Bormuth v. County of Jackson, Michigan
In the County of Jackson, Michigan, Pagan activist Peter Bormuth tried to stop small-town county commissioners from continuing their tradition of voluntary prayer before their meetings. In 2017, Becket teamed up with leading religious liberty scholar and Stanford Law School Professor Michael McConnell to file a friend-of-the-court brief in the Sixth Circuit. Becket’s brief points out that the Founding Fathers would never have viewed legislator-led legislative prayer as creating an official state church, which the First Amendment prohibits. The full Sixth Circuit Court of Appeals heard the case in June 2017 and rejected Bormuth’s crusade in September 2017.
Share this Case
A tradition dating back to the nation’s founding
In the County of Jackson, Michigan, Pagan activist Peter Bormuth tried to stop small-town county commissioners from continuing their tradition of voluntary prayer before their meetings.
The practice of legislative prayer can be traced back to the time of the Founding Fathers, who did not see it as a forbidden “establishment of religion” but rather as a powerful reminder of their own limited political authority: the people’s inalienable rights did not come from government or its officials, but from a divine source that superseded government.
In May 2017, Becket teamed up with leading religious liberty scholar and Stanford Law School Professor Michael McConnell to file a friend-of-the-court brief in the Sixth Circuit, arguing that the Founding Fathers would never have viewed legislator-led legislative prayer as creating an official state church, which the First Amendment prohibits.
What is an establishment of religion?
The job of the First Amendment’s Establishment Clause is to prevent the government from establishing a state church, but determining what establishes a state church has been notoriously difficult for courts.
In 1971, the Supreme Court created a three-part test that attempted to answer that question in the notorious Lemon v. Kurtzman case. The Lemon test was immediately a disaster. Its malleable approach ignored what the Founders considered to be an establishment of religion, invited anti-religious activists to file lawsuits against anything that looked vaguely religious, and led to unpredictable outcomes.
Justice Scalia famously compared the Lemon test to a zombie that frightened small-town America with arbitrary rulings and massive attorneys’ fees. Lemon’s reign toppled memorials to police officers, ended services to prisoners, and censored historic landmarks.
Three years ago, the Supreme Court finally put Lemon in its grave. In its Town of Greece v. Galloway ruling, the Court replaced Lemon’s subjective test with a command that any Establishment Clause test must start with an objective evaluation of our nation’s history. Town of Greece said that because legislative prayer was nothing like what the Founders considered to be an establishment of religion, and in fact was something the Founders approved and practiced, it didn’t violate the Establishment Clause.
The court rejects Lemon and takes the historical approach
Bormuth tried to resurrect the Lemon test and ignore the Town of Greece ruling in two ways: his arguments ignored the history that legislators have opened meetings with prayer since before the founding of the country, and it ignored that Town of Greece explicitly protected legislative prayer.
The full Sixth Circuit rejected both elements of Bormuth’s gambit—following Town of Greece, it ignored Lemon and took history seriously.

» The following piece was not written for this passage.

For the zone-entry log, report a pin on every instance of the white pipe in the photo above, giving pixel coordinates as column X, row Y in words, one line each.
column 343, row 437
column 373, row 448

And because the Sixth Circuit follows Town of Greece, its ruling directly conflicts with another legislative prayer case, Lund v. Rowan County, recently decided by the entire Fourth Circuit Court of Appeals.
On January 5, 2018 Bormuth petitioned the Supreme Court to hear his case but the petition was denied in June 2018. The Sixth Circuit denied rehearing the case on August 24, 2018.
Importance to Religious Liberty:
- Public square: Because religious exercise is natural to human beings, it is natural to human culture. Religious expression, including legislative prayer, should not be treated as dangerous or scrubbed from our public discourse.